GW: Well, it's very early days, but right now, the writing team has been assembled.  It's myself, and Kevin Hopps, Matt Wayne, Andrew Robinson, our writer's apprentice is Randy Jandt. We have Vic Cook as the supervising director and producer on the show, and he's been participating in those discussions as well.  We've got a bunch of very committed executives at three different companies in many different divisions very interested in what we're doing, participating and being helpful at Marvel and Kids!WB and at Sony.

 

FFN: So everyone's behind the project?

 

GW: Oh yeah.  Everyone really wants the show to succeed, and frankly, it can't not.  *laugh*  I mean, it's Spider-Man.  I'd almost intentionally have to try to sabotage it to make this show not succeed.  But, having said that, that's not satisfactory for us.  I think that, for us, our goal is either truly, truly arrogant or truly naïve, or probably both, and it is no less than our desire to make this the classic, definitive Spider-Man show of all time, the one that people look back on twenty years later and go, "Wow, that was a great Spider-Man show."  We're setting the goal that high, ridiculously high on purpose.
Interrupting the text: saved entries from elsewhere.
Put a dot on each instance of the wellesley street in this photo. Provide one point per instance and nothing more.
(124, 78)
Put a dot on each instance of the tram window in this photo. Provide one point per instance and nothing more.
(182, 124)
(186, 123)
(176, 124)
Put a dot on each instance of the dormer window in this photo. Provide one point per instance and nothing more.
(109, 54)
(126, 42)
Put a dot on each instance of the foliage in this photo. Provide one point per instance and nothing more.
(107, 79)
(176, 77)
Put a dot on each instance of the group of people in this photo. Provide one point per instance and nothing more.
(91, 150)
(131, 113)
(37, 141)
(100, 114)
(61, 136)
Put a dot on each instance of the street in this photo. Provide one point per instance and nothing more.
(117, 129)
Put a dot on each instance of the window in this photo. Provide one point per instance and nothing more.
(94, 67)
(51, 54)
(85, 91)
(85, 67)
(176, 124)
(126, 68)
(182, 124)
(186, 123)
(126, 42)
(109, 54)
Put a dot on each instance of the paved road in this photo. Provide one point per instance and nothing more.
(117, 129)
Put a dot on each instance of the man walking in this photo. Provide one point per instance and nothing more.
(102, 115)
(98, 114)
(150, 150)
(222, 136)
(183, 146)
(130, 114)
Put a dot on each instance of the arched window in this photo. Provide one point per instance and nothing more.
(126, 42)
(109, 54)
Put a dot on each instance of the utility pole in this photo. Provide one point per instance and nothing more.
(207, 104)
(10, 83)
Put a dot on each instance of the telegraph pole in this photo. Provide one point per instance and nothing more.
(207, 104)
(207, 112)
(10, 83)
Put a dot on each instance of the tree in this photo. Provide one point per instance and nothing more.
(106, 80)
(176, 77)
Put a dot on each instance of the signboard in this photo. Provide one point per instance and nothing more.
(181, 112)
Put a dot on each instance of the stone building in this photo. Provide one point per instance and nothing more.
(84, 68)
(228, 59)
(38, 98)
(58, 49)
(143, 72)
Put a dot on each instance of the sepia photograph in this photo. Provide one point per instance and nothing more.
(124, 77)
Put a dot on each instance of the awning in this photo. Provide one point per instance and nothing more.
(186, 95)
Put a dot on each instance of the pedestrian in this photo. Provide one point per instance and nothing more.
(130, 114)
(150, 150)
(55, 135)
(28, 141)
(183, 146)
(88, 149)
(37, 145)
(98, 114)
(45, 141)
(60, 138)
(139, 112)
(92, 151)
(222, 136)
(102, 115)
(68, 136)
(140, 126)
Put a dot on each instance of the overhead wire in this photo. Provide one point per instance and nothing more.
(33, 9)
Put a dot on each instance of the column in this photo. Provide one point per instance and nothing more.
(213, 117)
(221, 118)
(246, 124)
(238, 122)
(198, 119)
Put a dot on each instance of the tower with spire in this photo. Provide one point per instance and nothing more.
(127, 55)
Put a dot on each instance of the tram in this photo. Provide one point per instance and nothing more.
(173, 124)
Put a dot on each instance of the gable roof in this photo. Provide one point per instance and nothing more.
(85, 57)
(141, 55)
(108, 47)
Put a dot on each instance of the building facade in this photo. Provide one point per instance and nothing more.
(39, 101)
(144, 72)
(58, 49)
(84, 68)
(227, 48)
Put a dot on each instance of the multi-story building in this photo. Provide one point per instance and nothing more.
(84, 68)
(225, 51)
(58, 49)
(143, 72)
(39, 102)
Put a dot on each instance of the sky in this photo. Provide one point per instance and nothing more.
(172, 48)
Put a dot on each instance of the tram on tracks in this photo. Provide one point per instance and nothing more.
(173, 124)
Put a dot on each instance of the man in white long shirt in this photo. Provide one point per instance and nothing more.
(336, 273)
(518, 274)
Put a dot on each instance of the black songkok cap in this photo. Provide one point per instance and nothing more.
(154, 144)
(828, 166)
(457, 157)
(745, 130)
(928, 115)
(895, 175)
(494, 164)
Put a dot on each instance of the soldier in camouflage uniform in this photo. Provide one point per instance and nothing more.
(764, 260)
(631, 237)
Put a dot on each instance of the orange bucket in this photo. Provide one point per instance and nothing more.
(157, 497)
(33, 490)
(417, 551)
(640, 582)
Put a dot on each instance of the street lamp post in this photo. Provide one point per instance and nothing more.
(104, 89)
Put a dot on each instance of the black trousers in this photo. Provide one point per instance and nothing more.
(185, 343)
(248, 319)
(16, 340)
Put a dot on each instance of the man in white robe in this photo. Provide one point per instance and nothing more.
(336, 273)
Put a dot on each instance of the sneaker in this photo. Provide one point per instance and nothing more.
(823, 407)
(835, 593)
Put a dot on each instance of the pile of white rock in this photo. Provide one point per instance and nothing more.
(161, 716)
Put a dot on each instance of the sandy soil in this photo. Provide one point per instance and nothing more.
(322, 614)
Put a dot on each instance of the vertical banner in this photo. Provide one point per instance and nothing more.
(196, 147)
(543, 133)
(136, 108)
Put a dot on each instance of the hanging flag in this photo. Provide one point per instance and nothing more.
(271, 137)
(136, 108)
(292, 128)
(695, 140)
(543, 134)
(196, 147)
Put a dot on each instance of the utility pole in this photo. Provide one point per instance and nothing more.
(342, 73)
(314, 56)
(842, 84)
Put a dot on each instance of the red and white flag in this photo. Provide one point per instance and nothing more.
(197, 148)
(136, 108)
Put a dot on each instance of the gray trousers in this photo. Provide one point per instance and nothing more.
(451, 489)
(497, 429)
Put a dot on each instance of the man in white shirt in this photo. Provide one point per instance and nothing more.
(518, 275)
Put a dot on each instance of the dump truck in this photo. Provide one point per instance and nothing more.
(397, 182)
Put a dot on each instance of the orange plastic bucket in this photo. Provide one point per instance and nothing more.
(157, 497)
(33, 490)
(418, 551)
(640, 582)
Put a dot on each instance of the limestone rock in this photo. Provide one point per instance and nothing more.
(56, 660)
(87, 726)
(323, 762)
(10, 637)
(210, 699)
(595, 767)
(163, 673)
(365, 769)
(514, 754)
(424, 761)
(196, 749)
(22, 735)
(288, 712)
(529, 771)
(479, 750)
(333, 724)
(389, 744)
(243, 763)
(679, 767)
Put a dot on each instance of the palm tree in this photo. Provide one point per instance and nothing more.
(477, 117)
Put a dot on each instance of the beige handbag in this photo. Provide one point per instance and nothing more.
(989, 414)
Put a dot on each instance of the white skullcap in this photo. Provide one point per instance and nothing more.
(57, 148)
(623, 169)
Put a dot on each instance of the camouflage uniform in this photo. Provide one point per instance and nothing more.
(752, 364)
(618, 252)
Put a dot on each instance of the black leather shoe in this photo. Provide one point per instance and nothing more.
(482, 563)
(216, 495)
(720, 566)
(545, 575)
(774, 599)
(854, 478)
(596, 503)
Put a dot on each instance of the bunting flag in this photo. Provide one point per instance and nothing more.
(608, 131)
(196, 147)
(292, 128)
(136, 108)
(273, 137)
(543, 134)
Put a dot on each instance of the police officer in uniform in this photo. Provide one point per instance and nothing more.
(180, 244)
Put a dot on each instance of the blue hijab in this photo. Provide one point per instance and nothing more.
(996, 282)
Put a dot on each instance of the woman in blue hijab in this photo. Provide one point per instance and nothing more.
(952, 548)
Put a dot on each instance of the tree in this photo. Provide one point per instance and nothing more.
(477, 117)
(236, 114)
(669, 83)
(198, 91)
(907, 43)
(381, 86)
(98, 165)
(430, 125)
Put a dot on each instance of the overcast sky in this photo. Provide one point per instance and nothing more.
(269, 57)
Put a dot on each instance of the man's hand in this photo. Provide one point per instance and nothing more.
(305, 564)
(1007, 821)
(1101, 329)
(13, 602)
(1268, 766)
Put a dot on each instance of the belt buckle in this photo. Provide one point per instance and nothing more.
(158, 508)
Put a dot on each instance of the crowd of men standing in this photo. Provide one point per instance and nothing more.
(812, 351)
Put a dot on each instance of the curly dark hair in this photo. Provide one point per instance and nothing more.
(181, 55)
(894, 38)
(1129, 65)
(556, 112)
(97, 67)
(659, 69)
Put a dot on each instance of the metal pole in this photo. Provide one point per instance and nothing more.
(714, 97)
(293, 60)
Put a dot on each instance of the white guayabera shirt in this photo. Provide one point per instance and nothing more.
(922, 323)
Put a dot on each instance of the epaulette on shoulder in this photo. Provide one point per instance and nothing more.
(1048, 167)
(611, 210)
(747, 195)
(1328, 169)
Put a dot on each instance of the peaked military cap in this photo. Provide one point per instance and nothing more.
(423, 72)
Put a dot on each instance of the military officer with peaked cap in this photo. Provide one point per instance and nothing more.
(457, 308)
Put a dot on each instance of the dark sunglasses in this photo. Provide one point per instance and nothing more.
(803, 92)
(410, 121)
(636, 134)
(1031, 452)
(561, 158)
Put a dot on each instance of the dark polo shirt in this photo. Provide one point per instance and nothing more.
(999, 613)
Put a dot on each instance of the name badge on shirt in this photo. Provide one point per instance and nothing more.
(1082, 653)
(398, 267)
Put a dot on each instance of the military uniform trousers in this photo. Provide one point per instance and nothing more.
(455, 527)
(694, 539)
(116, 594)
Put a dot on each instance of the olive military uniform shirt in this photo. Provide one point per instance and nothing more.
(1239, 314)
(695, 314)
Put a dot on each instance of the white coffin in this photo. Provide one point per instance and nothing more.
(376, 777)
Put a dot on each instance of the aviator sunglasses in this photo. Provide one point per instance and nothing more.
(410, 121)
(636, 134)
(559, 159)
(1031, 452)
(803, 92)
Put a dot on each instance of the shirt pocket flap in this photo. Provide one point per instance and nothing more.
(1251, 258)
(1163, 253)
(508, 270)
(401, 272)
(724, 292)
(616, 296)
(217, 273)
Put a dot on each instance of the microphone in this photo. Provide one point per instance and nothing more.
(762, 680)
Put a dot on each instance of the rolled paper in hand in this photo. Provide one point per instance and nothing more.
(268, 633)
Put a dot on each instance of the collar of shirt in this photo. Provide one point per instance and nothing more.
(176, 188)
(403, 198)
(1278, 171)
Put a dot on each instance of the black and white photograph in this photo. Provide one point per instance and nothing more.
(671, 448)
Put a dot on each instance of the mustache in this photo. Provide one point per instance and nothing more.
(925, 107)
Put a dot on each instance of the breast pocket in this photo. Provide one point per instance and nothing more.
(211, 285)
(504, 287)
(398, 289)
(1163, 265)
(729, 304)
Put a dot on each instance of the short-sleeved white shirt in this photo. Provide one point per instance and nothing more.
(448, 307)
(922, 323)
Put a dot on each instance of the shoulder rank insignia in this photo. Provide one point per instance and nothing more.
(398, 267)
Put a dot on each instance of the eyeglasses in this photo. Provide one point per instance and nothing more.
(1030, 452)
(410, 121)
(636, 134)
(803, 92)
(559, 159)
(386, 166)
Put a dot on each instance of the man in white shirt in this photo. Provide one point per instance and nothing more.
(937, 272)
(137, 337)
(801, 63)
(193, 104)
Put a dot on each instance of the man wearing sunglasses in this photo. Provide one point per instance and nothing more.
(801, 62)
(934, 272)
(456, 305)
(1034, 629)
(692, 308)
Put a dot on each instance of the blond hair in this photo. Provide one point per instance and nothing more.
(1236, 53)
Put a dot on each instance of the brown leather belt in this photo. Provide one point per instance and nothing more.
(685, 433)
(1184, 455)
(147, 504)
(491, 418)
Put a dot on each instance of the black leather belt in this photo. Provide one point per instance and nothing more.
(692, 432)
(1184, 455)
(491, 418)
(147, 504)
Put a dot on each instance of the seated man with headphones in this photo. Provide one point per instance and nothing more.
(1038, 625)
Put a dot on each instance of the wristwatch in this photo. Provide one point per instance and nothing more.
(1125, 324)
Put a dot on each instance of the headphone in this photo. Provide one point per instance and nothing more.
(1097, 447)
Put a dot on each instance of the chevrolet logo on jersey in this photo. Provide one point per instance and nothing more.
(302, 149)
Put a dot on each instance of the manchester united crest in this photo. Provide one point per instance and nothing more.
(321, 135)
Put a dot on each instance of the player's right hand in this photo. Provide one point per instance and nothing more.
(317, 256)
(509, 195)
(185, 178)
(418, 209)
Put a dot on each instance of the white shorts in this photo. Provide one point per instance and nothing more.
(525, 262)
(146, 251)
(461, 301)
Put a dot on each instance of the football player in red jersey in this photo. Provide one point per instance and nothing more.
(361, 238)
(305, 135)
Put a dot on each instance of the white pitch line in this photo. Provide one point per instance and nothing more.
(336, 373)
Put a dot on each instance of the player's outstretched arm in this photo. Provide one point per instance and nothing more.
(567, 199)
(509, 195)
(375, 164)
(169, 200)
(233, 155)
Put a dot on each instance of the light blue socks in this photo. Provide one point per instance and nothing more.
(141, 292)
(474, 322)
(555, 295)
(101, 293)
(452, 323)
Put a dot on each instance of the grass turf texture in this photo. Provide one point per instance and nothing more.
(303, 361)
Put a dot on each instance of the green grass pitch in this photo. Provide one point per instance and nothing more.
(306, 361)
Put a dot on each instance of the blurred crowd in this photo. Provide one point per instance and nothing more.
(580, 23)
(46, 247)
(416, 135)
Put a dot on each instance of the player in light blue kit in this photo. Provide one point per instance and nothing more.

I don't know whether we'll success, but we figure the only way, the only chance we have at succeeding is to go for it, to really set the bar for us that high and really try and make it that great.  And again, everyone involved in the process at three different companies is all on board with that idea.  They want to do something here that is both very contemporary and very iconic, and just winds up being a classic Spider-Man show.

 

FFN: It sounds like this generation's Batman: The Animated Series.

 

GW: Well, I won't deny we've had discussions about that.  Not that we're going to specifically emulate what Bruce Timm and Alan Burnett did on Batman, either stylistically or otherwise.  I mean, these are two very different characters.  But, that's how we all feel about Batman: The Animated Series, looking back on it ten years later.  It's still where the bar is set.  Our hope is that we can have that kind of success creatively on this show as well.

 

FFN: Have you had a chance to see the new movie yet?

 

GW: I haven't.

 

FFN: *laugh* How do you know what you might be accidentally copying?

 

GW: Well, we do have executives looking over our shoulders and all that.  I have to say, they've been terrific, and one of the things they've been terrific about is understanding that we are not in continuity with the movies.  The last show Sony did, the MTV Spider-Man show, was in continuity with the movies, and that I know because I worked on it briefly.  It was a very difficult situation, trying to second-guess what Features was going to do in the second movie, long before the second movie was out.  What Features gets now is that we're not in continuity with the movies, so what they're doing and what we're doing, again, I'm not saying there isn't overlap, because hey, it's still Spider-Man, of course there's overlap, but we're not in continuity with them, and so that's not a huge issue. 

 

FFN: One last question.  Are there any tidbits or in-jokes coming up in the series that you can share?  On the Atlantis series that sadly didn't get off the ground, you were going to have Demona show up in Paris.

 

GW: Well, that wasn't really an in-joke, that was a crossover.  We're just so not at that point yet.  And also, for me, even when I do write an in-joke, it tends to be more spur of the moment, more of a glancing blow, because frankly, you want stuff to work for the audience you're presenting it to.  If you can find a way to sort of slide in something for an audience that you've had in the past –  *ahem* Gargoyles – then, great. But you know …

 

FFN: It's not a high priority.

 

GW: It's definitely not a high priority.  Now, when we can, we might slip in here and there, but also, even if I had fifty in-jokes planned, which I guarantee you I do not, *laugh* I wouldn't tell you.  *laugh*  That would spoil the joke.